It is important to emphasize that the knowledge gap hypothesis is not about whether or not there is a gap between high and low SES segments of the population. Rather, the hypothesis concerns the widening of the gap over time. Actual tests of the knowledge gap hypothesis require data over time and are not prevalent in the scholarly literature. Studies of differences in knowledge levels for various segments of the population at one particular point in time might be better thought of as studies of knowledge differences or deficits (although they typically describe themselves as "knowledge gap" studies). The original knowledge gap study described the gap itself and took it as a given. The knowledge gap hypothesis is offered as an explanation as to how the gap might grow to the size it sometimes becomes when the same amount of information is available through media that penetrate most of society.

The original article by Tichenor and colleagues pointed out what researchers had known for years: that certain people expose themselves to certain kinds of information more, pay more attention, and retain more of it than do others.
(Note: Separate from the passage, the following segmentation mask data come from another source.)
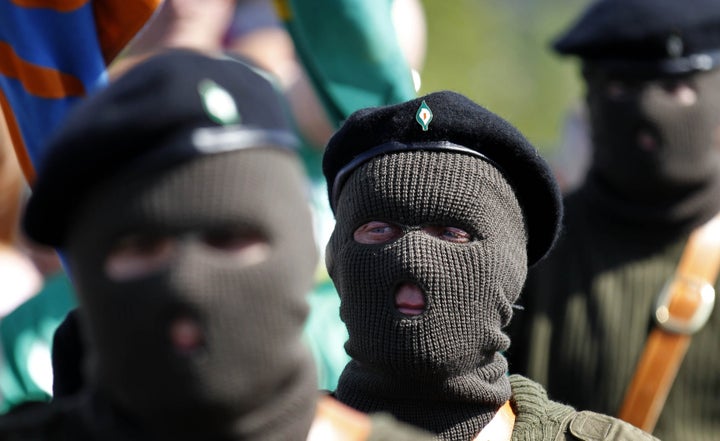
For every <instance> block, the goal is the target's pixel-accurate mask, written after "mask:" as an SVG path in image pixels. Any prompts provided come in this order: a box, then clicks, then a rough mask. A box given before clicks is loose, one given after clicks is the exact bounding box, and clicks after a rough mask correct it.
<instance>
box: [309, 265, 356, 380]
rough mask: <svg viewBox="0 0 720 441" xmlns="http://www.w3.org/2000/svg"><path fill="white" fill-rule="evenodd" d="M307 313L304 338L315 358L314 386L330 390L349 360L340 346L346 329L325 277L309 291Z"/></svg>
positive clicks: (313, 355)
mask: <svg viewBox="0 0 720 441" xmlns="http://www.w3.org/2000/svg"><path fill="white" fill-rule="evenodd" d="M309 302H310V316H309V317H308V321H307V323H306V324H305V341H306V342H307V344H308V346H309V347H310V350H311V351H312V353H313V358H314V359H315V365H316V367H317V371H318V387H319V388H320V389H324V390H334V389H335V387H336V386H337V381H338V378H339V377H340V374H341V373H342V370H343V368H344V367H345V365H346V364H347V363H348V361H350V357H349V356H348V355H347V353H346V352H345V349H344V344H345V341H347V329H346V328H345V324H344V323H343V322H342V320H340V314H339V310H340V298H339V297H338V295H337V291H335V287H334V286H333V285H332V282H331V281H330V280H329V279H328V280H327V281H324V282H319V283H318V284H317V286H316V287H315V289H314V290H313V291H312V292H311V293H310V297H309Z"/></svg>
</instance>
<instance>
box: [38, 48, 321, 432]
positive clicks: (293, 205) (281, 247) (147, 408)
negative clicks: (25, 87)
mask: <svg viewBox="0 0 720 441" xmlns="http://www.w3.org/2000/svg"><path fill="white" fill-rule="evenodd" d="M294 142H295V139H294V137H293V135H292V132H291V131H290V129H289V125H288V123H287V122H286V120H285V118H284V114H283V108H282V106H281V105H280V101H279V98H278V96H277V95H276V94H275V92H274V90H273V88H272V86H271V84H270V83H269V82H268V81H267V80H266V79H265V78H263V77H262V76H261V75H259V74H258V73H257V72H256V71H254V70H253V69H252V68H250V67H249V66H248V65H246V64H243V63H241V62H238V61H234V60H230V59H214V58H208V57H204V56H201V55H198V54H194V53H191V52H184V51H178V52H171V53H169V54H167V55H162V56H159V57H157V58H155V59H152V60H150V61H149V62H147V63H145V64H143V65H140V66H139V67H137V68H136V69H134V70H132V71H130V72H129V73H128V74H126V75H125V76H123V77H122V78H121V79H120V80H118V81H117V82H116V83H114V84H112V85H111V86H109V87H108V89H106V90H104V91H102V92H100V93H99V94H98V95H96V96H94V97H91V98H90V99H89V100H88V101H87V103H83V105H82V106H81V107H80V108H79V109H78V110H77V111H76V112H74V113H73V115H72V116H71V119H70V120H69V121H68V123H67V124H66V126H65V128H64V130H62V131H61V133H60V134H59V136H57V137H56V139H55V141H54V144H53V145H52V146H51V150H50V153H49V156H48V159H47V161H45V162H44V164H45V167H44V168H42V169H41V170H40V173H39V181H38V183H37V186H36V188H35V193H34V194H33V197H32V198H31V202H30V204H29V206H28V211H27V214H26V218H25V227H26V230H27V231H28V233H30V234H31V237H34V238H35V239H36V240H41V241H43V242H44V243H48V244H51V245H54V246H59V247H62V248H63V250H64V251H65V253H66V256H67V260H68V262H69V267H70V272H71V275H72V278H73V281H74V283H75V285H76V287H77V292H78V296H79V300H80V311H81V313H82V319H83V320H82V324H83V325H84V329H85V331H86V332H85V336H86V338H87V340H88V342H87V344H88V352H89V356H90V358H89V362H90V364H89V366H88V367H89V370H88V375H89V382H90V384H91V387H92V388H93V390H95V391H97V392H98V393H99V394H100V395H101V396H102V397H104V398H106V399H107V400H109V402H110V404H111V405H112V406H113V407H115V408H117V410H118V411H119V412H120V413H122V414H124V415H125V416H126V417H128V418H131V419H133V420H136V421H138V422H139V424H140V425H141V426H144V427H151V428H152V429H153V430H156V431H163V432H168V433H176V434H178V433H184V434H188V433H196V432H199V431H202V433H205V434H217V435H223V434H224V435H227V434H236V435H237V434H240V435H243V436H245V437H247V438H248V439H255V438H253V437H257V439H295V438H297V439H304V438H303V436H302V434H304V433H307V429H308V428H309V424H310V421H311V419H312V413H313V408H312V406H307V403H308V401H310V402H313V400H314V392H313V391H314V390H315V383H314V381H315V373H314V371H313V369H312V362H311V357H310V355H309V352H308V351H307V350H306V348H305V347H304V345H303V344H302V343H301V337H300V336H301V331H302V327H303V325H304V321H305V318H306V315H307V312H308V311H307V309H308V308H307V305H306V300H305V294H306V292H307V291H308V290H309V289H310V287H311V285H312V278H313V273H314V268H315V263H316V259H317V256H316V251H315V245H314V241H313V235H312V227H311V220H310V213H309V208H308V205H307V201H306V195H305V194H304V182H305V181H304V177H303V176H304V175H303V172H302V168H301V166H300V164H299V162H298V160H297V158H296V157H295V156H294V152H292V148H293V145H294ZM70 169H72V170H77V171H78V173H70V172H68V170H70ZM68 194H72V196H68ZM70 198H72V202H71V200H70ZM64 205H67V206H68V209H67V211H66V212H63V213H65V214H63V216H66V217H67V218H64V217H62V216H61V217H62V218H61V219H59V220H58V222H56V223H52V224H48V223H47V219H48V218H51V216H52V215H51V214H50V213H51V212H52V210H54V209H57V207H59V206H64ZM55 213H59V212H54V213H53V215H54V214H55ZM289 412H290V413H292V414H293V415H295V416H297V417H298V418H299V419H300V420H301V421H292V419H289V418H287V413H289ZM288 426H293V427H292V429H290V428H288ZM283 430H284V432H283ZM183 436H184V435H183ZM294 437H295V438H294Z"/></svg>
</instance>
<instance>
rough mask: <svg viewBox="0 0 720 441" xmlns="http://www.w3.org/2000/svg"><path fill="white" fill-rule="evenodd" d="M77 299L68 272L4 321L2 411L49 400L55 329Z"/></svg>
mask: <svg viewBox="0 0 720 441" xmlns="http://www.w3.org/2000/svg"><path fill="white" fill-rule="evenodd" d="M75 304H76V301H75V296H74V294H73V291H72V288H71V286H70V282H69V280H68V278H67V276H66V275H65V274H64V273H58V274H56V275H54V276H51V277H49V278H48V279H47V280H46V281H45V285H44V286H43V289H42V291H40V292H39V293H38V294H37V295H35V296H34V297H32V298H31V299H29V300H28V301H26V302H25V303H23V304H22V305H20V306H19V307H18V308H17V309H15V310H14V311H13V312H11V313H10V314H8V315H7V316H5V317H3V319H2V320H0V341H2V365H0V396H1V397H2V401H1V402H0V413H5V412H7V411H8V410H10V409H11V408H12V407H13V406H16V405H18V404H21V403H23V402H26V401H35V400H39V401H47V400H49V399H50V396H51V393H52V383H51V382H50V380H51V379H52V375H50V372H51V365H50V350H51V348H52V339H53V335H54V333H55V329H56V328H57V327H58V326H59V325H60V323H61V322H62V321H63V320H64V319H65V315H66V314H67V313H68V311H70V310H71V309H72V308H74V307H75Z"/></svg>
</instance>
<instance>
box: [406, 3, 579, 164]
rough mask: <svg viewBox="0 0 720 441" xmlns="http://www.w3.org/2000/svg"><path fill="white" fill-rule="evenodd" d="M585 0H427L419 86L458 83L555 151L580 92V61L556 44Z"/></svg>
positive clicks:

As a result, those who want to acquire more information will do so more quickly than those who do not. Some researchers have suggested that interest in the given topic under consideration is actually the important factor that determines the rate of information acquisition; others suggest that the important factor is motivation. Whatever the explanation for the phenomenon, empirical evidence is voluminous and can be found throughout social science research literature under such topics as "selective attention," "selective avoidance," "selective retention," and more general studies of learning from the media.

The primary contribution of the knowledge gap hypothesis is that, by describing the process as one that occurs over time, and by focusing on more macro concerns, attention was turned to the implications of this phenomenon for the social system rather than for individuals.